Leiterplatten-Inspektion (PCB): NIR durchdringt grüne Lötstoppmasken und macht Leiterbahnen, Risse und Vias unter dem Schutzlack sichtbar, ohne dass dieser entfernt werden muss. Unverzichtbar für die Qualitätskontrolle gefertigter Leiterplatten und die Fehleranalyse von Reklamationen.

Silikonvergossene elektronische Bauteile: Viele LED- und Sensorbauteile sind in Silikon eingegossen. NIR durchdringt das Silikon bis ins Innere des Chips, um die Position der Bonddrähte zu überprüfen.

Dermatologische Hautanalyse: Melanin, Kollagen und Gefäßstrukturen in der Haut werden im NIR-Bereich deutlich dargestellt. Ein Standardwerkzeug in modernen dermatologischen Kliniken.

Echtheitsprüfung und Restaurierung von Kunstwerken: NIR-Bildgebung deckt Unterzeichnungen, Skizzen unter Lackschichten und den Umfang früherer Restaurierungen bei Ölgemälden auf.

Forensische Dokumentation: Verdeckte Schriften, manipulierte Dokumente, verblasste Tätowierungen und andere „unsichtbare“ Spuren werden im NIR sichtbar gemacht.

Textilherstellung: Faseranalysen und Farbechtheitsprüfungen, bei denen die NIR-Erfassung die Farbabsorption unabhängig von der visuellen Reflexion darstellt.

Banknoten- und Dokumentenprüfung: Zahlreiche Sicherheitsmerkmale in Banknoten und Pässen fluoreszieren oder absorbieren im NIR-Bereich. Ein bewährtes Instrument zur Fälschungserkennung.
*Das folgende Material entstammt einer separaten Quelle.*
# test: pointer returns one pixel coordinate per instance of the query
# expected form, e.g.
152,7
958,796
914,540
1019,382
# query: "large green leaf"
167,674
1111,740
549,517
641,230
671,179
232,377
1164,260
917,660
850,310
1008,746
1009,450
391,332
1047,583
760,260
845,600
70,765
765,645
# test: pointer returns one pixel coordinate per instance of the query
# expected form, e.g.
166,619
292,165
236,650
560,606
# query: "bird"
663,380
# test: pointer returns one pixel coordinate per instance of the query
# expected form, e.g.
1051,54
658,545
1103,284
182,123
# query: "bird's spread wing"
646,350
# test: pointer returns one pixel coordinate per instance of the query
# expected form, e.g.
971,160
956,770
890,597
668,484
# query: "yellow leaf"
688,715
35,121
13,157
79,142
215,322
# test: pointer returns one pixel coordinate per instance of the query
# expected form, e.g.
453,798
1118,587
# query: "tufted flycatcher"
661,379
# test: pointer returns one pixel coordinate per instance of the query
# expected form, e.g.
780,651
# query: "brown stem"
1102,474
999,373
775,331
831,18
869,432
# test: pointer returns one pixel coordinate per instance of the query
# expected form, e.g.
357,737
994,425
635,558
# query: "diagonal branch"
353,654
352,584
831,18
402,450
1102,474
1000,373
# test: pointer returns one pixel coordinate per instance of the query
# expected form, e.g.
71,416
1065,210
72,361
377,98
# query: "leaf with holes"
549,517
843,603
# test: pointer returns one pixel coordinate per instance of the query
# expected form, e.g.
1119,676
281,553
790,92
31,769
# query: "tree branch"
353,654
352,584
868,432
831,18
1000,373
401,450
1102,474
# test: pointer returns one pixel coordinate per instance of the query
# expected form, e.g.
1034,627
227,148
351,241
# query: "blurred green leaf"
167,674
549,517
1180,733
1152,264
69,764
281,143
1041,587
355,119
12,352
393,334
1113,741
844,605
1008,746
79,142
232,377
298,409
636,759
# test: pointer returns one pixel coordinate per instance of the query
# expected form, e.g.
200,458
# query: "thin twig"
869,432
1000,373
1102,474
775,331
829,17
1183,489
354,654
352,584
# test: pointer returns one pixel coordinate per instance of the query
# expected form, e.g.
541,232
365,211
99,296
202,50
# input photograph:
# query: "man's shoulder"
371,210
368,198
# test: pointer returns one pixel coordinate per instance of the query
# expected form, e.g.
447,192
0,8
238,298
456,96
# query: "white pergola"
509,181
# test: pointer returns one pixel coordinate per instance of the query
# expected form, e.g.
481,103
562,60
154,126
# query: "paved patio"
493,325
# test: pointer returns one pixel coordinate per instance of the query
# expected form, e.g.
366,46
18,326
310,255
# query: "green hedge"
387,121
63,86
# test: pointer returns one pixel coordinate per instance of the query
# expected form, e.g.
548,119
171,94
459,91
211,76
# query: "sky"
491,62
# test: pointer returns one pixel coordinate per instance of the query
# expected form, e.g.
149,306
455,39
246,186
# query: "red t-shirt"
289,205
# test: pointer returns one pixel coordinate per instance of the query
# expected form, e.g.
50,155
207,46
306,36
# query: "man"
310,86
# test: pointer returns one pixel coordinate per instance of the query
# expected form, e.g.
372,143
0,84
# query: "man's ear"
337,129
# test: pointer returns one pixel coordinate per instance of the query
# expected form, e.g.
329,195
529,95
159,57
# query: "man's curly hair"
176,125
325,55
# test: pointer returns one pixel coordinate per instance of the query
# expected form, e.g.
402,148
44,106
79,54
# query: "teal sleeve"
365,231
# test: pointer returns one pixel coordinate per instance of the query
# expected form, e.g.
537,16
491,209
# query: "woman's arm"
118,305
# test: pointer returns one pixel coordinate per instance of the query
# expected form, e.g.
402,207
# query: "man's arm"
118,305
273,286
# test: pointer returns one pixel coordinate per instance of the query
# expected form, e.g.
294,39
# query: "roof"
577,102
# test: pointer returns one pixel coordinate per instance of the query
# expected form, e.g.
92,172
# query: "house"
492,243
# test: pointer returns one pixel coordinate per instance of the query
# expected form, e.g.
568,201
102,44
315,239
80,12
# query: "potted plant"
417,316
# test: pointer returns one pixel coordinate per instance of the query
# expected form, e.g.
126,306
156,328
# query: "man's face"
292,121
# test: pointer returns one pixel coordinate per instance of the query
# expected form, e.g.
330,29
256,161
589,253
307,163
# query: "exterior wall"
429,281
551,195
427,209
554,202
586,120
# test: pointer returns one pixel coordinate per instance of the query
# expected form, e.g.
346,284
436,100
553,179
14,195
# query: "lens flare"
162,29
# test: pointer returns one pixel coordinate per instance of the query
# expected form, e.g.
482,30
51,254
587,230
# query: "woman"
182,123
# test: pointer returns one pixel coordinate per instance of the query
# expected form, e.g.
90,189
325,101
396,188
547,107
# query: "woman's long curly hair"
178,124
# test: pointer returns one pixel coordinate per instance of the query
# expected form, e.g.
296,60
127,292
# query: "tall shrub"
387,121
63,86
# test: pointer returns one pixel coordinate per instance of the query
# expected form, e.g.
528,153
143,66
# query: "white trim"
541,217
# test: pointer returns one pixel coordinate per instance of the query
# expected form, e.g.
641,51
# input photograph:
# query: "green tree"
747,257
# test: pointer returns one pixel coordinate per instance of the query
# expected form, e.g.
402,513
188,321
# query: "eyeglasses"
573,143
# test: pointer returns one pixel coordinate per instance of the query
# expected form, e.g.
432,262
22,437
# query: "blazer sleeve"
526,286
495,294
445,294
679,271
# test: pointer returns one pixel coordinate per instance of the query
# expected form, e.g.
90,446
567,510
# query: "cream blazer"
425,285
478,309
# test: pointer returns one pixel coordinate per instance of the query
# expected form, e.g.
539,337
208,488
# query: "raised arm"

Lebensmittelanalyse: Fett-, Protein- und Wassergehalt können über die NIR-Absorption gemessen werden. In Kombination mit dem Mikroskop: Strukturanalyse von Fleisch, Milchprodukten und Backwaren.

Halbleiterfertigung: Silizium ist im NIR-Bereich oberhalb von 1100 nm transparent, bietet aber bereits bei 850 nm eine deutlich verbesserte Eindringung im Vergleich zu sichtbarem Licht. Ideal für die Wafer-Inspektion und Chip-Fehleranalyse.

Botanik und Biologie: Blattstrukturen, Chlorophyllgehalt und Gefäßsysteme lassen sich im NIR-Licht detailliert analysieren – die Grundlage für Vegetationsindex-Analysen.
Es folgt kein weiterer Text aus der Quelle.